Some database systems cannot easily join this information by following the references between your objects. Instead, your application may need to query the customer first and then make additional queries for each of the related orders using the order IDs you discovered.
Performing these operations in your application code can help work around the limitations of some non-relational databases. This is often a better option than attempting to maintain a great deal of information within a single entry or attempting to duplicate data many times for many different types of database objects. Those options could result in very poor performance and data consistency.
That being said, it will be important to test and tune your application code and database schemas once they are both online to ensure that you are not trading good application performance for fast database operations. A good rule of thumb is to use the database's capabilities whenever possible since they are highly optimized for information retrieval and manipulation and to supplement within your application as required.
For highly scalable, non-relational databases, users often have to determine a partition or sharding key. These keys will be used to split datasets among various servers to improve performance and responsiveness.
Finding the right partition keys is highly dependent on your data and your workloads. Some general rules, however, can help guide you.
It is best to try to choose a partition key that has a fairly regular distribution of keys. For instance, if you need to distribute customer data, their birth month would typically lead to a decent distribution. In contrast, if you are selling winter clothing, sign up month would not be a good partition key since your products' seasonality would likely affect the distribution of keys. Applying a hashing algorithm to your candidate data can also sometimes help to distribute your key space more evenly.
Another consideration is whether your workloads are read or write heavy. If you have a read-heavy application, you likely want to choose a partition key that will allow you to write as much related data to a single server as possible. This will help you avoid having to read from many servers each time you need to retrieve related data.
On the other hand, if you have write-heavy workloads, it is often preferable to spread the writes over as many servers as possible. If each request ends up writing data to the same server, you will not gain much performance for write-intensive operations.

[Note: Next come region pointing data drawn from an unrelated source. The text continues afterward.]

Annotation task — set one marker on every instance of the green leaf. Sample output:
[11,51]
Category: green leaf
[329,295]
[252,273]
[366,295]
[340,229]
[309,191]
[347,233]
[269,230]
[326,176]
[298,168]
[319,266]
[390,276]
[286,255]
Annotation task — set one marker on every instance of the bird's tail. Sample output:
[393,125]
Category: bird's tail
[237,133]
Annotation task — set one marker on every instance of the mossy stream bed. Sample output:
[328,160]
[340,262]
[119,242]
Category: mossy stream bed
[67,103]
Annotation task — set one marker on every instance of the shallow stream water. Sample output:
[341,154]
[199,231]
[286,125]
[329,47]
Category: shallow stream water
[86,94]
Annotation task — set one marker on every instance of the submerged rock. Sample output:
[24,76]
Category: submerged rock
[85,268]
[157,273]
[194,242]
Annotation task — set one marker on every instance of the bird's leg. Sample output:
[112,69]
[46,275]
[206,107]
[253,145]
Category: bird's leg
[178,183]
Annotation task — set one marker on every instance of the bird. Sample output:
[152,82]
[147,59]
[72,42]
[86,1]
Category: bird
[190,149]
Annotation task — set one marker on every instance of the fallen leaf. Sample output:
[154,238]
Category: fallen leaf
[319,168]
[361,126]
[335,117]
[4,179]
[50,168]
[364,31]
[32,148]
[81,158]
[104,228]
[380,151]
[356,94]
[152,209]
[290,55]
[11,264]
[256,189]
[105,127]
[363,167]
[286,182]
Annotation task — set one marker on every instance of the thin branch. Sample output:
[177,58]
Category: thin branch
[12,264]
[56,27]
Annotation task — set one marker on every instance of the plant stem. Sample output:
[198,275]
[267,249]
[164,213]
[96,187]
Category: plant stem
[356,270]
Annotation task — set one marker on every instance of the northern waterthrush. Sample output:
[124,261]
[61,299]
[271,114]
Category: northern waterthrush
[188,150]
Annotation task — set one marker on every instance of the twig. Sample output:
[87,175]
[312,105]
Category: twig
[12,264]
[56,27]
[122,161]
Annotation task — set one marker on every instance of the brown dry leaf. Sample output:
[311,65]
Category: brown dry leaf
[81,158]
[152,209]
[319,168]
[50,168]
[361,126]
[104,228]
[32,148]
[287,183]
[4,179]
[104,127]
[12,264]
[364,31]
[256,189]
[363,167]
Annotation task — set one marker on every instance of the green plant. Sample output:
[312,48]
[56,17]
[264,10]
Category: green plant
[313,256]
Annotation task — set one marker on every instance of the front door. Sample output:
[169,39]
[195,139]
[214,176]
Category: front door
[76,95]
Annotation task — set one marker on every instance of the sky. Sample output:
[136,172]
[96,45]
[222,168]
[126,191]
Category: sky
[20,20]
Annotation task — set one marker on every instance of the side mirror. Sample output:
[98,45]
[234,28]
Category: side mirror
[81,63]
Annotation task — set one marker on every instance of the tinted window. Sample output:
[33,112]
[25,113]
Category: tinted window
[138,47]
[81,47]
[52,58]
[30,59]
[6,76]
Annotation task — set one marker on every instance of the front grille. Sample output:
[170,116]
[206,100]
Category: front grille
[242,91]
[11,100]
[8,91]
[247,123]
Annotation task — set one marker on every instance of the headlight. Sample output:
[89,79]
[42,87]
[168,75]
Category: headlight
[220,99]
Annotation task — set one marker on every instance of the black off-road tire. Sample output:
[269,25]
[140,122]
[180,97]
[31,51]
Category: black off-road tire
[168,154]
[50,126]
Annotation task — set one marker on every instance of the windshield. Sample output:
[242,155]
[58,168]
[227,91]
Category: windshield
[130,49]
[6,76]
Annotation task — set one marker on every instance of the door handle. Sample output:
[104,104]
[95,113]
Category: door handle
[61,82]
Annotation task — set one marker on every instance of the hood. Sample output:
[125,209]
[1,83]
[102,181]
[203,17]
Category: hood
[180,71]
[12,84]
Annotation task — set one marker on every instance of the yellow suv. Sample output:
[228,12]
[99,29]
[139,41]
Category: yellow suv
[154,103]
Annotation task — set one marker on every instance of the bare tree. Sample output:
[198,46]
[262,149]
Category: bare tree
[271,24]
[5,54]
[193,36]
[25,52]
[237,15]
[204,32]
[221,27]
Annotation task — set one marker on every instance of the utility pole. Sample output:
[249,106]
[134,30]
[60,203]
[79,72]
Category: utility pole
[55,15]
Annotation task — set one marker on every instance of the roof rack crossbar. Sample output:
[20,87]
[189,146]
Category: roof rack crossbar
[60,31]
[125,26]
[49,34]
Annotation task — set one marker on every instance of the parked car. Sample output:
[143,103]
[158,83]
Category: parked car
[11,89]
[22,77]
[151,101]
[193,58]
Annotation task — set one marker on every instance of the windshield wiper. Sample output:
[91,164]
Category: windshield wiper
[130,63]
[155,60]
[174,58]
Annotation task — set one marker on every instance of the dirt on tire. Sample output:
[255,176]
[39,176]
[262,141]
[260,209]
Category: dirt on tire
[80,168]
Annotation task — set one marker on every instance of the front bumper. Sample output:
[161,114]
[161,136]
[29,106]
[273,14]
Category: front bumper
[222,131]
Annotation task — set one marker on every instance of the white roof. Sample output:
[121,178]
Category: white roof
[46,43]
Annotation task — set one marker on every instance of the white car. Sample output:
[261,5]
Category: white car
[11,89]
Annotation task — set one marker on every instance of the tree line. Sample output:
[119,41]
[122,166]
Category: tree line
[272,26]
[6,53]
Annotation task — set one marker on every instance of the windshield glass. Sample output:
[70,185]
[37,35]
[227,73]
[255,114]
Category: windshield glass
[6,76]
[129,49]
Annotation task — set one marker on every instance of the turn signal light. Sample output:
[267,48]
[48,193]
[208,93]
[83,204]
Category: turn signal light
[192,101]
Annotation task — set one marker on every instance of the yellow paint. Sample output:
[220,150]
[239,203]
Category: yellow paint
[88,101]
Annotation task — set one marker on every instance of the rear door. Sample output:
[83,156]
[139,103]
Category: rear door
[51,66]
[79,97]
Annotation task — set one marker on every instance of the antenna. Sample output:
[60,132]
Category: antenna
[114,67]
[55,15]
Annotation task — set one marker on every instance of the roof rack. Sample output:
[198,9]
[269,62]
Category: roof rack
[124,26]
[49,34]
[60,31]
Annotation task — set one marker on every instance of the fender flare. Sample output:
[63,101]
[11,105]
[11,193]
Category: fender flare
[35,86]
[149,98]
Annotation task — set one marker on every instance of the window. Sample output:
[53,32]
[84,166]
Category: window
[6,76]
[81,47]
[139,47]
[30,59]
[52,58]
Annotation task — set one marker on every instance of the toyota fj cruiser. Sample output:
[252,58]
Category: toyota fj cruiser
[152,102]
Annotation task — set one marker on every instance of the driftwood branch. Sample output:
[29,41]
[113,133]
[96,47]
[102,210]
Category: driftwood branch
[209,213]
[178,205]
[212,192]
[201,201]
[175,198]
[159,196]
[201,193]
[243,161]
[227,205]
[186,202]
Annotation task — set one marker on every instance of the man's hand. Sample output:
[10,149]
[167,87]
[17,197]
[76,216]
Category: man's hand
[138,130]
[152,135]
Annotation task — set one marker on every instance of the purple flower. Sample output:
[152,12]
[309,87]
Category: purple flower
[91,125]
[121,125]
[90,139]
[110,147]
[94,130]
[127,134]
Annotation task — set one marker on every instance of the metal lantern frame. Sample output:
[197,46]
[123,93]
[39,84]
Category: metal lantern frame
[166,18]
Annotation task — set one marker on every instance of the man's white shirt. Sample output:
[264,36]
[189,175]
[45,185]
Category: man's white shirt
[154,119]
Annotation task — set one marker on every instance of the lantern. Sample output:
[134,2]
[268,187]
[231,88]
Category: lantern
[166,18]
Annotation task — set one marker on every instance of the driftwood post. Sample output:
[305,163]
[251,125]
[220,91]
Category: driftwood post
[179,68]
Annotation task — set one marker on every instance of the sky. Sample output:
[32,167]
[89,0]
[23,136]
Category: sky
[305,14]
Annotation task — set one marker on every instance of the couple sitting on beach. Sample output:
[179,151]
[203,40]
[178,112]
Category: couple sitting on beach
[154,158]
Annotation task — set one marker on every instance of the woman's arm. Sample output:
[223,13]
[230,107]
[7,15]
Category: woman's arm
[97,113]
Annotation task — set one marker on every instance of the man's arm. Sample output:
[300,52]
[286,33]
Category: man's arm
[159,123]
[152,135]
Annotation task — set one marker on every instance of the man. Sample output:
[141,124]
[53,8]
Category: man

Designing effective database schemas takes patience, practice, and often a lot of trial and error.
To start, you have to try to develop a good idea of what your data will look like, how your applications will use it, and what usability and data integrity requirements are required. Afterwards, your goal is to develop a schema that reflects your data's specific features and facilitates the type of use cases you anticipate.
Schema design, like any other type of design, is an iterative process. Expect to change your design as your understanding of the problem space deepens and as real world performance data becomes available. While you may have to evolve your schema over time, starting off with a solid foundation will both aid you in this process and reduce the likelihood of dramatic, disruptive schema changes in the future.